By Andrew Zimmerman Jones, About.com Guide to Physics

This Week in Physics History: Jan. 28 - Feb. 3

Monday January 28, 2008
  • Jan. 29, 1929 - Abdus Salam, Pakistani theoretical physicist & Nobel Prize laureate, is born. Salam's 1979 Nobel Prize in Physics was largely for his work in consolidating the electromagnetic and weak nuclear forces into the the theory of the electroweak force, a key step in forming a unified field theory.
  • Jan. 31, 1929 - Rudolf Mossbauer, German physicist & Nobel Prize laureate, is born. His 1961 Nobel Prize was for the discovery of the Mossbauer effect, having to do with the emission of gamma rays from nuclear transition without recoil.
  • Feb. 2, 1935 - In a mingling of electronics and biology, Leonard Keeler performs his first test of the polygraph machine in Portage, Wisconsin.
  • Jan. 31, 1950 - United States President Harry S. Truman announces a program to develop the hydrogen bomb. The first successful hydrogen bomb was tested in the United States in 1952.

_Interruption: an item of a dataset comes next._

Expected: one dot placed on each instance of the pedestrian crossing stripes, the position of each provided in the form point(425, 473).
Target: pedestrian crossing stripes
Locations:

  • Feb. 1, 1958 - American physicist Clinton Joseph Davisson dies. Davisson received the 1937 Nobel Prize in Physics for his discovery of electron diffraction, one of the key discoveries supporting wave particle duality. (He shared the Nobel Prize with George Paget Thomson, who independently discovered electron diffraction around the same time.)
  • Feb. 1, 1976 - German physicist & Nobel Prize laureate Werner Heisenberg dies. Heisenberg provided a lot of theoretical foundations of quantum mechanics, including the famous Heisenberg Uncertainty Principle. During World War II, Heisenberg led his nation's research into development of nuclear energy & weaponry.
  • Feb. 3, 1985 - American physicist Frank Friedman Oppenheimer dies. He was the younger brother J. Robert Oppenheimer, and also worked on the Manhattan Project. Frank Oppenheimer's career in physics was essentially ruined when he admitted before the House Un-American Activities Committee (HUAC) in 1949 that he had been a member of the Communist Party and refused to name other members he knew.
  • Jan. 30, 1991 - John Bardeen, American physicist, electrical engineer, & Nobel Prize laureate, dies. He is the only individual to have won two Nobel Prizes in physics: in 1956 for development of the transistor and in 1972 for the theory of superconductivity.
  • Feb. 1, 2003 - The U.S. space shuttle Columbia disaster occurs when the shuttle falls apart upon reentry to the Earth's atmosphere. Seven astronauts are killed in the disaster.